Hello, we have a proxy network appliance running Websense, sending its logs via syslog to Splunk,
We have a data latency alert configured to alert if latency is large,
search $search_args$ _index_earliest=-1d@d _index_latest=@d
| eval lag_sec = (_indextime-_time)
| eval lag_hrs = lag_sec/(60*60)
| eval delay_hrs = if( lag_hrs > 0.5, lag_hrs, "")
| eval future_sec = if( lag_sec < -1, -1*lag_sec, "")
| eval containsGap = if(delay_hrs!="" OR future_sec!="", "true", "false")
| stats max(delay_hrs),
max(future_sec),
count(eval(containsGap="true")) as countGaps,
count(_raw) as countEvents,
by splunk_server index host sourcetype source
| eval pecentGaps = countGaps / countEvents*100
| where pecentGaps>5
| sort host, sourcetype, source
We started to get large latency (2 hour (7200 seconds) gap between received events timestamp and when theyre indexed) in last few days, and I am trying to determine whats causing this,
We dont have a forwarder on this network device, and we arent seeing any additional network bottlenecks or traffic.
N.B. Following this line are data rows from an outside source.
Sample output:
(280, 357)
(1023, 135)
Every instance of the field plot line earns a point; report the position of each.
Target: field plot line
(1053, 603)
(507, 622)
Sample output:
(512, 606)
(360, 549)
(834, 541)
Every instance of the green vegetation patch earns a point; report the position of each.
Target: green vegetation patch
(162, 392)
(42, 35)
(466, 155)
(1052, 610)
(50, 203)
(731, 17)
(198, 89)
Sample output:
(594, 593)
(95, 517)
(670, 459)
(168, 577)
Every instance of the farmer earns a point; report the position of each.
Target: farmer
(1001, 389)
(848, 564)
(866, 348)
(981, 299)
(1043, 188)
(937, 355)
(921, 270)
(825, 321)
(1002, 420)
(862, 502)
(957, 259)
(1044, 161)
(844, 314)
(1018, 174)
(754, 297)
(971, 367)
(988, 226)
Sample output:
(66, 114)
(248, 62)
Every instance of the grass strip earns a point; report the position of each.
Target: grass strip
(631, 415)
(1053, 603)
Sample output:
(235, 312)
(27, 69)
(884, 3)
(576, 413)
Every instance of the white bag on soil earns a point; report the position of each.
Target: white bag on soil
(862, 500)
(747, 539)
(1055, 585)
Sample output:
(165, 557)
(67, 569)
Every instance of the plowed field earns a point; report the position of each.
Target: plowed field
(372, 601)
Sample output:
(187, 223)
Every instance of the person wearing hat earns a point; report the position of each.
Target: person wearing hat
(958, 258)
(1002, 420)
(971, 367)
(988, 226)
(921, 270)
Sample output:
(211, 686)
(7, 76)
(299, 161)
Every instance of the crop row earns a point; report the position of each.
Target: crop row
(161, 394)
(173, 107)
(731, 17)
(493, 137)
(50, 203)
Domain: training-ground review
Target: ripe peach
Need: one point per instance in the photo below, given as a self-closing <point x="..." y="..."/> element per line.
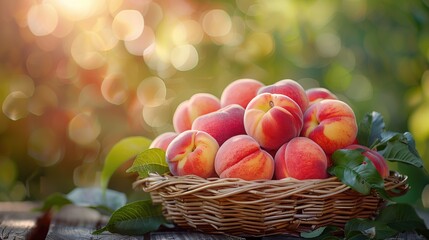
<point x="192" y="152"/>
<point x="289" y="88"/>
<point x="222" y="124"/>
<point x="331" y="124"/>
<point x="272" y="120"/>
<point x="240" y="92"/>
<point x="317" y="94"/>
<point x="242" y="157"/>
<point x="163" y="140"/>
<point x="376" y="158"/>
<point x="301" y="158"/>
<point x="198" y="105"/>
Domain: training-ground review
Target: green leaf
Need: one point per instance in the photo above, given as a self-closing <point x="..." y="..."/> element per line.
<point x="150" y="161"/>
<point x="357" y="171"/>
<point x="97" y="198"/>
<point x="122" y="151"/>
<point x="135" y="218"/>
<point x="55" y="200"/>
<point x="367" y="229"/>
<point x="401" y="217"/>
<point x="321" y="233"/>
<point x="370" y="129"/>
<point x="401" y="148"/>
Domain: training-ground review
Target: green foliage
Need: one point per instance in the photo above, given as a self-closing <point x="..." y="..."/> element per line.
<point x="149" y="161"/>
<point x="393" y="146"/>
<point x="357" y="171"/>
<point x="393" y="219"/>
<point x="122" y="151"/>
<point x="136" y="218"/>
Where can I look to troubleshoot data integrity latency?
Thanks
This is almost always due to incorrect interpretation of TimeZones (usually because there are no TZ values in the timestamps and there is no TZ=
in any props.conf
so each indexer uses the TZ
value of its host OS (which shouldn't be, but might be, different on each indexer).
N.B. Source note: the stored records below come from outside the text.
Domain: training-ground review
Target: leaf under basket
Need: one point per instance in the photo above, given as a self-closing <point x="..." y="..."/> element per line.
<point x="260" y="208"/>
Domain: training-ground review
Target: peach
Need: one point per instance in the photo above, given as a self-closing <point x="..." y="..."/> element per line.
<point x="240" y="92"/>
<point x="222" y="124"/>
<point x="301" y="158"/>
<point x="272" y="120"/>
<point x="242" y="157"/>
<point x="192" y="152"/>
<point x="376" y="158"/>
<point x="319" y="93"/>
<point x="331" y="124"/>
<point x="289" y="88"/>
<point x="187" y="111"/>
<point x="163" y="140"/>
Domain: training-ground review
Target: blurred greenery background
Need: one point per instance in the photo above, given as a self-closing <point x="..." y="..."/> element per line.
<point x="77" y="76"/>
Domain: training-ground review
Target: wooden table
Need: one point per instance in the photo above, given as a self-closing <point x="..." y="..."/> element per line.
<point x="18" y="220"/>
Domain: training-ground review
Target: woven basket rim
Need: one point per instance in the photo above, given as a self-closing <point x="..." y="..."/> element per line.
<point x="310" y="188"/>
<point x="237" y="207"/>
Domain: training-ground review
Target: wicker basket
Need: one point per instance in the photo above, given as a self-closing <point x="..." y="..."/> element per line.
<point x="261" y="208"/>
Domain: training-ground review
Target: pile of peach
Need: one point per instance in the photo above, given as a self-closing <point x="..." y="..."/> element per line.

I checked the indexer, it has the host configured with the right TZ
[root@cgysplunk01 /opt/splunk]# cat ./etc/system/local/props.conf
[host::cgyxxpwcg02.xxxx]
TZ = America/Edmonton
The indexer itself is EST TZ
[root@cgysplunk01 /opt/splunk]# cat /etc/sysconfig/clock
ZONE="America/New_York"
Can you please show an example event?
The following can help - Data Latency: 4 things it can tell you about your Splunk data
Latency is always 7199 seconds? This sounds more like an issue with a wrong timezone than actual latency...
no, latency varies but all are above -7000s